Ночи Покрова были холодные, но костры разжигать запрещалось во избежание пожара. Кто грелся чаем, кто самогоном, укутываясь в тёплую одежду. Пар костей не ломит, поэтому Трифон Акимович и Варфоломей прихватили с собой тулупы, зная, что ярмарка длиться целую неделю. А когда распродашь всё? Сам Господь и то не знает, все зависит от того, как повезёт и какой попадётся купец.
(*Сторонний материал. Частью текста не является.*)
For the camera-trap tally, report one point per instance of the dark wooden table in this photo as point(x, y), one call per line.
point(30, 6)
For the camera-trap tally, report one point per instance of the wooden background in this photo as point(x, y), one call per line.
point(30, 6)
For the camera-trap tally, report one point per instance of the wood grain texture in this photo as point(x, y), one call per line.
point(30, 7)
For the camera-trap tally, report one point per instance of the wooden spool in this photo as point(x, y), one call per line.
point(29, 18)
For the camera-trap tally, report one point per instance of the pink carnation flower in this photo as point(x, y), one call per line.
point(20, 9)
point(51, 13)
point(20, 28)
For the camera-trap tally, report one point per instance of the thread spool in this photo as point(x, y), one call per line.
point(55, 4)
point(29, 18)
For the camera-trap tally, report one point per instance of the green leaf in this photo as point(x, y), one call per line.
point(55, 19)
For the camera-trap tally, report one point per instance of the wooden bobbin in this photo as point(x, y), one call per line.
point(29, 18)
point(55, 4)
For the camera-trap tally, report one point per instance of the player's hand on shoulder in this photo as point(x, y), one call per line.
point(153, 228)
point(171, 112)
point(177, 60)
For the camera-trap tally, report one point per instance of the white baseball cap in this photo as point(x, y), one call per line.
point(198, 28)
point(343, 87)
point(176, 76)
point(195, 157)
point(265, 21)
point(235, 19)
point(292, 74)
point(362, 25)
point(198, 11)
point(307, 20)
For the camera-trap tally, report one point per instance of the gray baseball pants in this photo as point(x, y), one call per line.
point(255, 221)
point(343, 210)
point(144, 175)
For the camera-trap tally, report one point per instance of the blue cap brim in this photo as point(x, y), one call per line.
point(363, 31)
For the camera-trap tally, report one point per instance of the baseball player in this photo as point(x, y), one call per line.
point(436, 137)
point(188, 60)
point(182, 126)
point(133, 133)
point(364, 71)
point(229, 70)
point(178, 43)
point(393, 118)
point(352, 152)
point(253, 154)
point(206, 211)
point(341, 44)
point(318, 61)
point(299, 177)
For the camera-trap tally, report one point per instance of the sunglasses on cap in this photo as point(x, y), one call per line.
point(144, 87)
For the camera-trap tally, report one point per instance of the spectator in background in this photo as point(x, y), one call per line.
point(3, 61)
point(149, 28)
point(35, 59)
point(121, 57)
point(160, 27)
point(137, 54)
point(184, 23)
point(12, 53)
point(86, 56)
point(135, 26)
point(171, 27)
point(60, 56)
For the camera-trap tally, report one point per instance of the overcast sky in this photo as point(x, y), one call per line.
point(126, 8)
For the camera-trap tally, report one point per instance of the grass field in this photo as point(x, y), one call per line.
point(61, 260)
Проснулись они рано утром.  Площадь было не узнать: народа тьма тьмущая, разноцветные карусели стоят, два столба с подвешенными призами, каждый открывает, выкладывает товар. Чего только здесь нет, всего не перечислишь. Казалось, всем, чем живёт человек, что ему нужно для жизни спроси и тебе тут же предложат, только покупай. Солнышко вставало, освещая лучами чистый небосвод, и небо казалось  голубым платком, раскинувшимся над площадью в честь Покрова. Ярмарка зашумела своим неповторимым колоритным торгующим языком, утопая в музыке, представлениях, шутках и смехе веселящих скоморохов. Приезжие купцы, да и местные, подражая городским купцам и столичным, по виду сразу отличались от казаков и простолюдинов по форме одежды, по походке, по манере поведения и даже по разговору. А поэтому, ожидая от них большой покупки, продавцы меняли голос, делались более услужливыми, даже смиренно набожными, вспоминая самого Бога. Живность, то есть гуси, и утки у них пошли схода, Варфоломею даже самому не верится. А вот зерно пока не продавалось. Казаки и крестьяне  худо-бедно, но запаслись зерном. Надежда только на купца - оптовика, занимающегося сбытом зерна в больших объёмах. Шёл третий день ярмарки, зерно лежало, как заколдованное. Продавцы стали сбавлять цену. Варфоломей решил пройтись по ярмарке, посмотреть, как торговля идёт у других, подолгу останавливаясь у представлений, собирающих много народа.  Желающих снять приз, привязанный на верхушке столба, было много, даже стояли в очередь. Молодые мужики и казаки, поплёвывая себе на ладони и потирая их,  готовились покорить высокий скользкий столб. Трёх-четырёх метровую высоту преодолевали многие, а дальше с усилием хватаясь и скользя, охотники за призом срывались вниз. И вдруг подошёл молодой цыган, сняв с себя верхнюю одежду и сапоги, обхватив столб руками и ногами, одолев четырёхметровую высоту, не срываясь, хватаясь  как будто за сучки, которых и в помине не было, на глазах у всех перехватываясь и подтягиваясь, поднимался вверх. Оставалось до подвешенного приза преодолеть один метр, но этот отрезок оказался настолько скользким. Народ, ахая, когда он срывался, затаив дыхание, следил с замиранием сердца за упорным стремлением цыгана  вверх. И всё-таки после третьего короткого соскальзывания, он достиг самого верха и снял хромовые сапоги. Народ аплодировал покорителю столба, но хозяин схватил цыгана за руку и с криком:
 –Это не честно, он руки  и лапы натёр канифолью, — ударил цыгана в лицо.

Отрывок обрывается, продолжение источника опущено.